Consider $(\mathbb{Z}_2,+,\times)$ when $\mathbb{Z}_2$ is a field over elements $\{0,1\}$ with $+$ and $\times$ the addition and multiplication operations in modular-2 arithmetic respectively.
$\mathbb{Z}_2^n$ is defined to be the set $\{v=(v_0,v_1,...,v_{n-1})|\forall i < n (v_i \in \mathbb{Z}_2)\}$.
Let $i < n$ be an integer. Define $T_i:\mathbb{Z}_2^{n} \rightarrow \mathbb{Z}_2^{n}$ such that for each integer $j < n$ and for each $v \in \mathbb{Z}_2^n$, $(T_i(v))_j = v_j+\delta_{ij}$.

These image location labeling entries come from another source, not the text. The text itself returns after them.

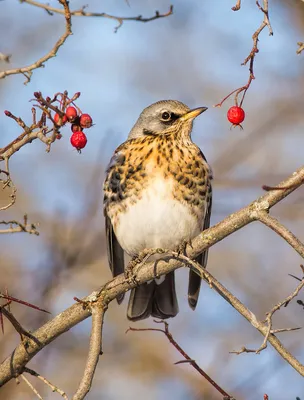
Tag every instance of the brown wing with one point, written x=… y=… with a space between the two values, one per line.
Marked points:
x=115 y=253
x=114 y=250
x=194 y=279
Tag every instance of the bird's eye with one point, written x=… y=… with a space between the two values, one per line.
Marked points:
x=166 y=116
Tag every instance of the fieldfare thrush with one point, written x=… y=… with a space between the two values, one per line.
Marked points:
x=157 y=194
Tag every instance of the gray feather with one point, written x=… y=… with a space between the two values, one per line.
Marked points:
x=115 y=253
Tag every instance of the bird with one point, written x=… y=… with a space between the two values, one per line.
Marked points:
x=157 y=194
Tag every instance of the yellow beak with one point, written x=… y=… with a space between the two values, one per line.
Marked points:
x=193 y=113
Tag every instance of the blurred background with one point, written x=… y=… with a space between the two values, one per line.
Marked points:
x=193 y=56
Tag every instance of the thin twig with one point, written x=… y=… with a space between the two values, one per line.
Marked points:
x=82 y=13
x=47 y=382
x=5 y=57
x=237 y=6
x=95 y=349
x=31 y=386
x=301 y=47
x=27 y=71
x=268 y=321
x=282 y=231
x=251 y=57
x=183 y=353
x=20 y=227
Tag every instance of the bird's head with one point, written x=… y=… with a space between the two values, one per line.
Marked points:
x=165 y=117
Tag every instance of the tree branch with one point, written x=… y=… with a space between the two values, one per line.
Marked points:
x=20 y=227
x=82 y=13
x=95 y=350
x=47 y=382
x=27 y=71
x=282 y=231
x=14 y=364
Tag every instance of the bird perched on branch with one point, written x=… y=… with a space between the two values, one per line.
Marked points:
x=157 y=194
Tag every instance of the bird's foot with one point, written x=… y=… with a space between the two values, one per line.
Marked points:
x=181 y=248
x=134 y=265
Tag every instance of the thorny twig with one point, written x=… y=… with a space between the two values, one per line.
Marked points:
x=268 y=321
x=31 y=386
x=25 y=303
x=237 y=6
x=95 y=350
x=251 y=57
x=301 y=47
x=82 y=13
x=38 y=129
x=27 y=71
x=47 y=382
x=183 y=353
x=7 y=182
x=20 y=227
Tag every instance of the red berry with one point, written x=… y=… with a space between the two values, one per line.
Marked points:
x=86 y=121
x=64 y=119
x=236 y=115
x=71 y=113
x=78 y=140
x=76 y=128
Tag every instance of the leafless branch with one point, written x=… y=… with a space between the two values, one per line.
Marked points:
x=95 y=350
x=237 y=6
x=251 y=57
x=37 y=130
x=15 y=363
x=19 y=227
x=184 y=354
x=27 y=71
x=268 y=321
x=31 y=386
x=282 y=231
x=301 y=47
x=5 y=57
x=47 y=382
x=82 y=13
x=7 y=182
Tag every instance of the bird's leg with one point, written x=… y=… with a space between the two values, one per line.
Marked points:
x=134 y=264
x=181 y=248
x=139 y=260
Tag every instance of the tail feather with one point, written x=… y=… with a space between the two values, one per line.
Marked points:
x=195 y=281
x=160 y=301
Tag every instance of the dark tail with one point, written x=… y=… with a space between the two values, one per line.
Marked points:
x=152 y=299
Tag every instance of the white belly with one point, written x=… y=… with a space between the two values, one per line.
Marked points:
x=156 y=220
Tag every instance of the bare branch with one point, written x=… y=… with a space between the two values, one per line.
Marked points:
x=47 y=382
x=7 y=182
x=95 y=350
x=27 y=71
x=237 y=6
x=5 y=57
x=15 y=363
x=20 y=227
x=282 y=231
x=31 y=386
x=252 y=54
x=268 y=321
x=82 y=13
x=184 y=354
x=301 y=47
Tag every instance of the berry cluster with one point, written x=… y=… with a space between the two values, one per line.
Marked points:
x=79 y=122
x=236 y=115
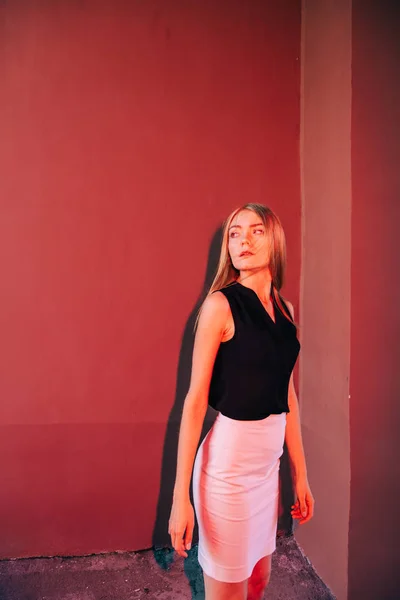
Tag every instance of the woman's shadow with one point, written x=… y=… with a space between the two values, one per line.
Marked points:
x=163 y=553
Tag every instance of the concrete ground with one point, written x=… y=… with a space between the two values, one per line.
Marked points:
x=158 y=574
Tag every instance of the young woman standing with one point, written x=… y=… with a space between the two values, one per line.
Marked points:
x=244 y=353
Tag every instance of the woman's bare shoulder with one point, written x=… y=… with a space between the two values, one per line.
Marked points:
x=215 y=305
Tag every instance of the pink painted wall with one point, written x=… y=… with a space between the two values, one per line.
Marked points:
x=129 y=131
x=374 y=564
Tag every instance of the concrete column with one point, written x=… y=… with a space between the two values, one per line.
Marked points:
x=325 y=282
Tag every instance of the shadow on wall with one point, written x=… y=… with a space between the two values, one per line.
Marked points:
x=161 y=538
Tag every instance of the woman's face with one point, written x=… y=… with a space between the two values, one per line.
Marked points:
x=247 y=242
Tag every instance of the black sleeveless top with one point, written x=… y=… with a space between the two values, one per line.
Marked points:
x=251 y=373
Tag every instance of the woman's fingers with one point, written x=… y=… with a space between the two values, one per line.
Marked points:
x=189 y=535
x=177 y=541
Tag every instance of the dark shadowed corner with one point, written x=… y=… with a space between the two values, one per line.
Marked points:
x=160 y=537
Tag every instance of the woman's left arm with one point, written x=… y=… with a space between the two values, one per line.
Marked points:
x=303 y=509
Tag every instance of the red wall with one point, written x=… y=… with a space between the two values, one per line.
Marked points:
x=375 y=322
x=129 y=131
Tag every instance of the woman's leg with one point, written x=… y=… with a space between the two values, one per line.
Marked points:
x=259 y=579
x=220 y=590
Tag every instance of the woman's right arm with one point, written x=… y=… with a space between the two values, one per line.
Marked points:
x=211 y=327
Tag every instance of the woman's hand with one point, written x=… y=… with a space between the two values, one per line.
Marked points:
x=303 y=508
x=181 y=525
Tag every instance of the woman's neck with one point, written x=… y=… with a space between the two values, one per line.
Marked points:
x=259 y=282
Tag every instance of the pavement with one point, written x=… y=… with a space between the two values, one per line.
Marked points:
x=155 y=573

For a function $F: D \rightarrow I$ and $A \subseteq I$ we define $F^{-1}(A) = \{x \in D | F(x) \in A \}$
Prove that there exists $f:\mathbb{Z}_2^{n} \rightarrow \{0,1,...,n-1\}$ such that for every integer $i < n$ and for every $v \in \mathbb{Z}_2^{n}$, for $W={T_i^{-1}\{v\}}$, $f|_W$ is an injection if and only if there exists an integer $m$ such that $n = 2^m$.